Nos alejamos con Ligessac, pero ninguno de nosotros reflexionó seriamente sobre las palabras que el prisionero había dicho en la iglesia. Según él, hacía una semana que estaban enterados de nuestra llegada, pero una semana antes aún estábamos en Dumnonia, no en Powys, lo cual significaba que desde Dumnonia habían enviado a alguien para prevenirlos. Pero en ningún momento se nos ocurrió relacionar a nadie de Dumnonia con aquella masacre en medio del lodo, en unos montes pelados; adjudicamos la matanza al fanatismo cristiano, y no a la traición, pero todo había sido una emboscada premeditada.

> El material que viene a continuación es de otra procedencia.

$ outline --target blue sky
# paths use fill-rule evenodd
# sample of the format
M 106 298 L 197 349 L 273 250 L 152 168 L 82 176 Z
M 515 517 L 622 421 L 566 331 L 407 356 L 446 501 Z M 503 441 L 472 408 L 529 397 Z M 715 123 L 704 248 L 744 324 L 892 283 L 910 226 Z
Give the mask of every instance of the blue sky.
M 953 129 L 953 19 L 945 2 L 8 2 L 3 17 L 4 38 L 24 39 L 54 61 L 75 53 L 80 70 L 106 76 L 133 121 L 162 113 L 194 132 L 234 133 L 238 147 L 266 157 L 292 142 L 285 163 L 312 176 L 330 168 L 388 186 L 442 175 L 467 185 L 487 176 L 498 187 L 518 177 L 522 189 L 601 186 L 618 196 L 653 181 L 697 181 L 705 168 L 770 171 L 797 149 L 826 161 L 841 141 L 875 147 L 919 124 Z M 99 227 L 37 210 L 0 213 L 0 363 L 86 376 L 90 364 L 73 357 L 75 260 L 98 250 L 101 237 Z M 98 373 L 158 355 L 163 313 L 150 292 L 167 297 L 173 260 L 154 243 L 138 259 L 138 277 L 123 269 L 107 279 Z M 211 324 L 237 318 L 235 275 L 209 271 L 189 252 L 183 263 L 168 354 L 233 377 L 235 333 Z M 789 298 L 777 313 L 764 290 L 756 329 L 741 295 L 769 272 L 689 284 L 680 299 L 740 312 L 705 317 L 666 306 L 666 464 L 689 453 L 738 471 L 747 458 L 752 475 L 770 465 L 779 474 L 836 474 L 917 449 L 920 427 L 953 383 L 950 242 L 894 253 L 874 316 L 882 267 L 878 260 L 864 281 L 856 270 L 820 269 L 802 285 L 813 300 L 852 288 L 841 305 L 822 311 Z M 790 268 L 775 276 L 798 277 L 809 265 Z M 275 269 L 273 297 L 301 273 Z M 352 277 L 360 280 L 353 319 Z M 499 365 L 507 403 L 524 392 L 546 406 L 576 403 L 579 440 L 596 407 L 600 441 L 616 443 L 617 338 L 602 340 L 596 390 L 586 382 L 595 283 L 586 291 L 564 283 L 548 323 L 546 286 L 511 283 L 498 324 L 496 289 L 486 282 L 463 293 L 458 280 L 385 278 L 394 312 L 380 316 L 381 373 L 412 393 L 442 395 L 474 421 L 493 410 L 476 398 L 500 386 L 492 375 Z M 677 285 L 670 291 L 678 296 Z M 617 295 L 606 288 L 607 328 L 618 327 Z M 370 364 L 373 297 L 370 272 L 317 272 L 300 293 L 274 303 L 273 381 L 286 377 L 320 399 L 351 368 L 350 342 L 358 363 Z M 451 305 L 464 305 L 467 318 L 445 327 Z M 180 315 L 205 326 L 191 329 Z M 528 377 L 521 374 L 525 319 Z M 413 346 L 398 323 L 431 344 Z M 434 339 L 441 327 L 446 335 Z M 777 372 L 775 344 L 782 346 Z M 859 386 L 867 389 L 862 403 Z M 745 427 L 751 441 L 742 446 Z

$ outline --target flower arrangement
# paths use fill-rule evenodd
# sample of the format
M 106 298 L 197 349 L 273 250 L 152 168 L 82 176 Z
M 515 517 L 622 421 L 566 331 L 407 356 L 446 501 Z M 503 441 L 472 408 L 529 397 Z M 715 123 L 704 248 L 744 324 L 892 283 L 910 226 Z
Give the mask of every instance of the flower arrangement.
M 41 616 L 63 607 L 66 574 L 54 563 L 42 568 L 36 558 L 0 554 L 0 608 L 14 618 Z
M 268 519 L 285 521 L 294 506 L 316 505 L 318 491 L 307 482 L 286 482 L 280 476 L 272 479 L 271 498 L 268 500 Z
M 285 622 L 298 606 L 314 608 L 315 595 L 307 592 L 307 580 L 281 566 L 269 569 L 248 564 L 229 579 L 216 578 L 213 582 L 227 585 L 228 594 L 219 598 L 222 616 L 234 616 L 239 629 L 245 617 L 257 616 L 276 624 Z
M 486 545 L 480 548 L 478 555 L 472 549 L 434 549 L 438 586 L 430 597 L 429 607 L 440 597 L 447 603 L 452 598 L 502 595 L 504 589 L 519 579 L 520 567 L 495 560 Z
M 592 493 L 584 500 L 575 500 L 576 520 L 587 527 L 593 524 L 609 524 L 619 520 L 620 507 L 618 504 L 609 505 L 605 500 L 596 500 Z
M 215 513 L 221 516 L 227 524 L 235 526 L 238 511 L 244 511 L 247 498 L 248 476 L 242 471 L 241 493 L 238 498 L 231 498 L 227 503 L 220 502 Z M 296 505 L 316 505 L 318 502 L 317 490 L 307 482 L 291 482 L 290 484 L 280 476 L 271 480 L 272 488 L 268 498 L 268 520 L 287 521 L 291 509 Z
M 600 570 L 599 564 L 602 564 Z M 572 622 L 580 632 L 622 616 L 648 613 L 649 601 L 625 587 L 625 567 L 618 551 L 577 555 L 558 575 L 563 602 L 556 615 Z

Hoy en día, naturalmente, hay cristianos que cuentan la historia de modo diverso. Dicen que Arturo sorprendió a Cadoc en su refugio, violó a las mujeres, mató a los hombres y robó los tesoros de Cadoc, pero yo no vi violación alguna, matamos sólo a los que querían matarnos a nosotros y no hallamos tesoros que robar... y aunque los hubiera habido, Arturo no habría consentido que los tocáramos. Llegaría el día, no muy lejano, en que vería a Arturo matar sin ningún miramiento, pero esos muertos serían todos paganos; y sin embargo, los cristianos seguían insistiendo en que Arturo era su enemigo, y la historia de la derrota de Cadoc sólo aumentó el odio que le profesaban. Cadoc fue elevado a la categoría de santo en vida y, por esa misma época, los cristianos comenzaron a insultar a Arturo con el nombre de Enemigo de Dios. No llegó a deshacerse de tan virulento apelativo en el resto de sus días.